While we lose another night's sleep tossing and turning over whether the U.S. Fed will begin rate "normalization" tomorrow, here is a look for anyone not familiar with Vancouver's bizarre real estate market.
By the way, even if the Fed does raise 25 beeps, it still ain't normal. Normal is when you have the ability for price discovery. At the moment it's punters fishing for the credulous.
The 2 images are the number of single family detached houses for sale starting with a list price of $2,000,000 and houses for rent for a minimum of $6,000/mo.

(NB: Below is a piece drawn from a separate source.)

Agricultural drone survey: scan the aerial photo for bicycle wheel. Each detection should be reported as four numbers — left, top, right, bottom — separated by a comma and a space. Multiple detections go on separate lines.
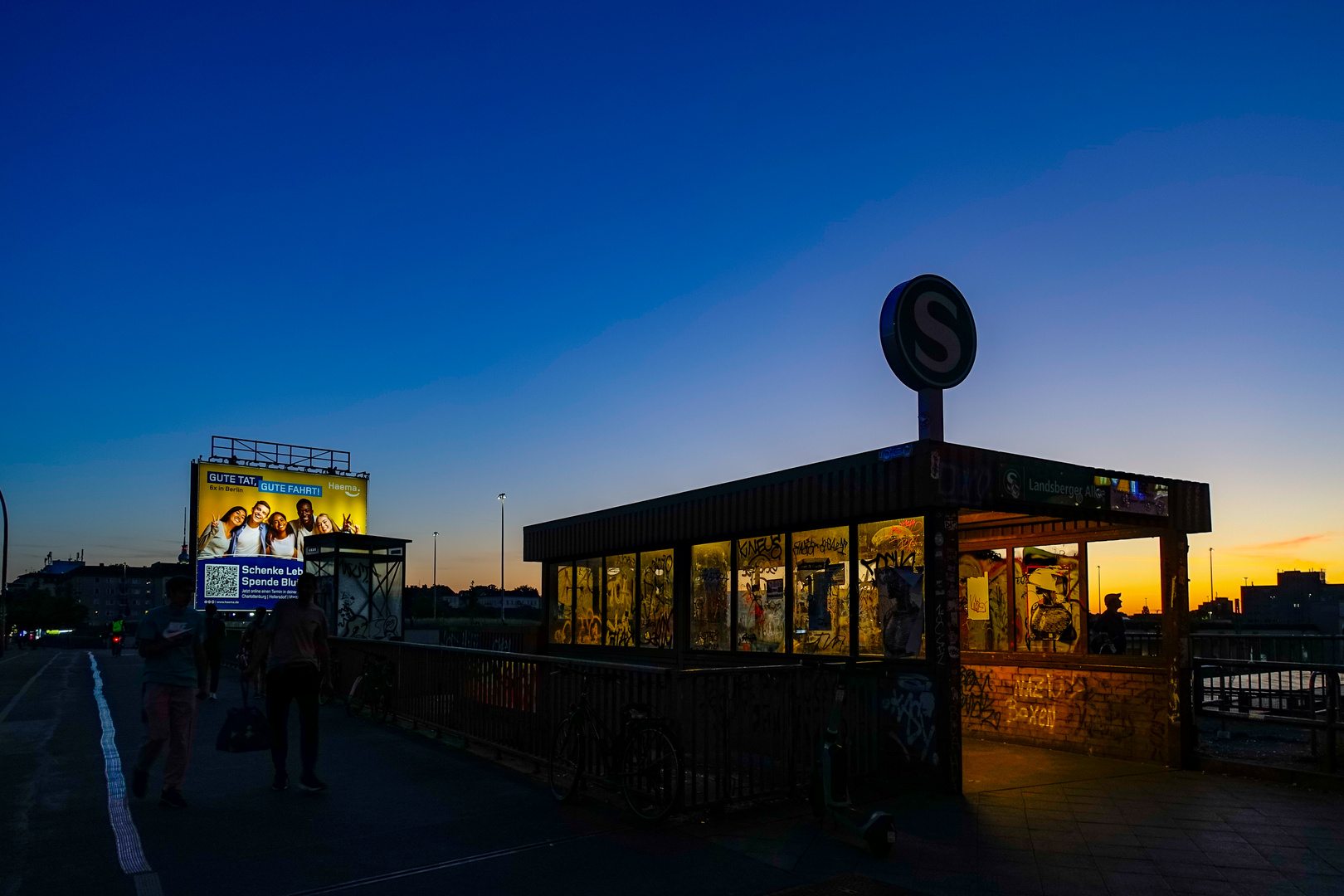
621, 725, 681, 821
548, 713, 583, 802
345, 675, 368, 716
370, 684, 397, 722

On the for sale graphic (source: www.realtor.ca) there are +/- 1500 houses for sale starting at $2,000,000 up to $37,000,000. On the for rent graphic (source: vancouver.craigslist.ca) there are +/- 100 houses for rent starting at $6,000/mo up to $30,000/mo.
On my Affordability Page, notice that Demographia who looks at hundred's of cities housing and economic metrics globally defines affordable as "...the ability for any urban household to be able to rent a dwelling for less than a 25% of its monthly income, or to buy one for less than about three time its yearly income!"
On that scale, one would need an income of $24,000 per month to rent a $6000/mo house; that's easily accomplished by only 12 of those imported foreign workers (2 or 3 to a room) that we subsidize corporations with to flesh out their labour pool. Why export a low wage job when high wage jobs are easier to export and that's the Canadian will.
And on the same Demographia scale one only needs $666,666 in annual income to buy a $2,000,000 house - that's only 28 of those imported foreign workers banding together in joint ownership. That's only a half dozen or so workers per bedroom. I bet the refugee swarm scaling the new walls of Europe would easily do that if given the chance.
Oh ya, I forgot we are afraid of terrorists, but not so much of the peer pressure and institutional mountebankers that have exposed so many Canadians to so much risk in only a decade.